Dengan terbitnya Inpres tersebut, kementerian, lembaga, dan pemerintah daerah berkewajiban mendukung pemutakhiran data yang dilakukan oleh Badan Pusat Statistik (BPS). “Apakah data hari ini sudah sempurna? Belum. Tapi kita sudah sepakat memulainya bersama,” lanjutnya.
Salah satu konsekuensi penerapan Inpres 4/2025 yaitu penonaktifan lebih dari 8 juta data penerima PBI. Meskipun jumlah tersebut besar, kata Gus Ipul, kuota tidak dikurangi melainkan dialihkan ke penerima yang lebih berhak.
“Kuota tetap. Tapi dialihkan kepada penerima manfaat yang kami anggap lebih berhak daripada 7 juta sebelumnya,” tegasnya.
Langkah tersebut diambil berdasarkan verifikasi lapangan atau ground check yang dilakukan Kementerian Sosial bersama BPS. “Kami turun ke lapangan dengan SDM yang kami miliki bersama BPS kepada penerima-penerima manfaat ini. Maka kemudian, ada 2 juta lebih ternyata dia sebenarnya tidak berhak menerima PBI,” jelas Gus Ipul.

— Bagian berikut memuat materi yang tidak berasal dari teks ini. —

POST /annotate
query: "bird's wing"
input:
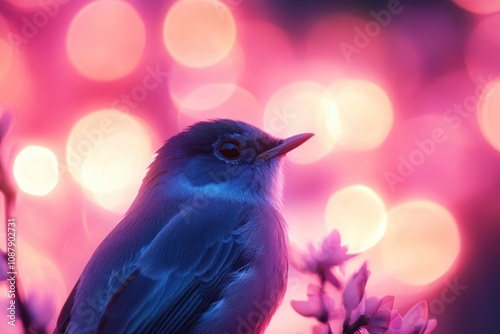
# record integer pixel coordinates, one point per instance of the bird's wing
(180, 274)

Selain itu, pemeringkatan melalui sistem desil DTSEN juga menjadi dasar penilaian. “Kita lihat satu persatu desil 1 sampai 4. Tapi desil 5 dan seterusnya kita anggap tidak layak mendapatkan PBI. Maka kemudian jumlahnya ketemu 7 juta lebih, tambahan 800 ribu jadi 8 juta lebih sekarang (tidak layak PBI),” ujarnya.